Petina e Sicignano uniti per i castagneti: lotta biologica contro il cinipide con il lancio del Torymus

Scritto il 10/05/2026
da Alessandra Pazzanese

I comuni di Petina e Sicignano degli Alburni avviano un piano di controllo biologico: il lancio del Torymus sinensis per proteggere i castagneti dal cinipide

Ieri mattina il sindaco del Comune di Petina, Domenico D’Amato, e il sindaco del Comune di Sicignano degli Alburni, Giacomo Orco, si sono incontrati tra i castagneti dei due territori insieme a un team di professionisti. L’obiettivo dell’incontro è stato il lancio del Torymus sinensis Kamijo, un antagonista naturale del cinipide galligeno del castagno.
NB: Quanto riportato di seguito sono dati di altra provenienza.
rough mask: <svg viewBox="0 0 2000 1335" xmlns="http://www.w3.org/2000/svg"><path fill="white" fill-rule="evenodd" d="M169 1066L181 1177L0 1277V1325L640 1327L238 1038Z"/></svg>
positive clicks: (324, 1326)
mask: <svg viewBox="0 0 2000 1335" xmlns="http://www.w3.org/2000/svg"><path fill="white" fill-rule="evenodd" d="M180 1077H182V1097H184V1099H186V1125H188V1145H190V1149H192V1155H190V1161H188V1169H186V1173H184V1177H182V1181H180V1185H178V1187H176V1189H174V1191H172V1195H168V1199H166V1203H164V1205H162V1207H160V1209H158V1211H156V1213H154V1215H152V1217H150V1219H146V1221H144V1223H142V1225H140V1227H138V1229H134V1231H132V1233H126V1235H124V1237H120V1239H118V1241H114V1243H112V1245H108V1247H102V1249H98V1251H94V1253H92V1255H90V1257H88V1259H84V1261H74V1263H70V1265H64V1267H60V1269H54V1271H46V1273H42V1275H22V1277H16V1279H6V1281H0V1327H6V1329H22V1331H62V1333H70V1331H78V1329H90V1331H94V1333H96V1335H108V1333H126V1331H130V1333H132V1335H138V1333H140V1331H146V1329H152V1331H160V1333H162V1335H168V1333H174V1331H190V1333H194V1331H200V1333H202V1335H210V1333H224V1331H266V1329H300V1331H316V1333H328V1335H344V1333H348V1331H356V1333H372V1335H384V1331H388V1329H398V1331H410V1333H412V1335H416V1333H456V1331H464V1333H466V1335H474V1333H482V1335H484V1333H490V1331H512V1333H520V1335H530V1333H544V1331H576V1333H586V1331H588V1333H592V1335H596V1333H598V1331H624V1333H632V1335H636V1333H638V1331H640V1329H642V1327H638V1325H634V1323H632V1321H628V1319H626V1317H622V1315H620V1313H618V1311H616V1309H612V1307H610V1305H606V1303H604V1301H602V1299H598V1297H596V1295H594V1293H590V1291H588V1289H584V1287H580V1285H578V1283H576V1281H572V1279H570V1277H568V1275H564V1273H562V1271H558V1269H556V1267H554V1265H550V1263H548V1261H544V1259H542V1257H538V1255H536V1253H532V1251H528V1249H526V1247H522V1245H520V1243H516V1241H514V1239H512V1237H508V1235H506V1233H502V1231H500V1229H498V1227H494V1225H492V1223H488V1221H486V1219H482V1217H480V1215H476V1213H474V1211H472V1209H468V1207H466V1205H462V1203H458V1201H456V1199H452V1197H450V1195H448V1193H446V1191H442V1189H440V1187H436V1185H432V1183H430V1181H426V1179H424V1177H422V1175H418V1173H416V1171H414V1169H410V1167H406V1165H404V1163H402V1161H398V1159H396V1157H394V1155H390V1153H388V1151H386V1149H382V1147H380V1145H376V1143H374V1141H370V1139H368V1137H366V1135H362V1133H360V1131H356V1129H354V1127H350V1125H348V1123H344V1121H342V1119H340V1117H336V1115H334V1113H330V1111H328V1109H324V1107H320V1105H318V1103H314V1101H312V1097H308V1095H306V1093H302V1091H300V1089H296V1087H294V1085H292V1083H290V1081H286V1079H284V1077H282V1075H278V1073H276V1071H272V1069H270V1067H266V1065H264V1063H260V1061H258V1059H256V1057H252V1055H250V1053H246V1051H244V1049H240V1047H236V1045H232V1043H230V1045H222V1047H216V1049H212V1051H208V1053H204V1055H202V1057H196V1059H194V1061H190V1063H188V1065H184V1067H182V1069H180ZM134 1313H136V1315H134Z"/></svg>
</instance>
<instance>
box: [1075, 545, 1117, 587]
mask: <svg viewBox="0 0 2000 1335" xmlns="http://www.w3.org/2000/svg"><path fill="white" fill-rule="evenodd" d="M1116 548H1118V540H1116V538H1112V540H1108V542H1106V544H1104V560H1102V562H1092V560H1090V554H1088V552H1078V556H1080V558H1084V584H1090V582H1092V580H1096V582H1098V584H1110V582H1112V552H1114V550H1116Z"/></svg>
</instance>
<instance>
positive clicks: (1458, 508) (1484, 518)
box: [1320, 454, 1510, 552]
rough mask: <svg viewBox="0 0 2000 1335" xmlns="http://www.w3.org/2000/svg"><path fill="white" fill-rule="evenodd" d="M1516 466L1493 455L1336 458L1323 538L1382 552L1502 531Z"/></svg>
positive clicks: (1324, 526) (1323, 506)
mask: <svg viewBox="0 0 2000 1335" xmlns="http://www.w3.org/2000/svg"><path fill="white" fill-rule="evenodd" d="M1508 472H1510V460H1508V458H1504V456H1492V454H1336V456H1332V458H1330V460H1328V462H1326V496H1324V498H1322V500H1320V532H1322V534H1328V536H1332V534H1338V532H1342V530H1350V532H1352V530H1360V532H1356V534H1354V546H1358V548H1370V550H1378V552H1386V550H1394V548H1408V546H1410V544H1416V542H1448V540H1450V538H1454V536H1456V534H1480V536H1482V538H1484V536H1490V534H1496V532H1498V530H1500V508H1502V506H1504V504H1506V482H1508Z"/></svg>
L’operazione rappresenta un importante intervento di controllo biologico volto a preservare la salute delle piante.

Tutela dell’identità e dell’economia locale

“Un’azione concreta di prevenzione e tutela del nostro territorio alburnino, in particolare della fascia castanicola, oggi nuovamente minacciata dalla diffusione del cinipide. Difendere il castagno significa proteggere una parte fondamentale della nostra identità, della nostra economia e del nostro patrimonio ambientale”, hanno dichiarato congiuntamente i due primi cittadini. Entrambi hanno espresso un sentito ringraziamento a Domenico Zito per la grande disponibilità, la professionalità e l’impegno dimostrato durante le operazioni.

Monitoraggio e strategie future

L’impegno delle amministrazioni non si esaurisce con l’intervento odierno. I due comuni continueranno nei prossimi giorni, nelle prossime settimane e nei prossimi anni a monitorare costantemente la situazione. Sono già previsti ulteriori lanci del Torymus sinensis Kamijo per garantire la salute dei castagneti, mettendo in campo ogni azione utile a sostegno del patrimonio castanicolo, risorsa vitale per l’intero comprensorio degli Alburni.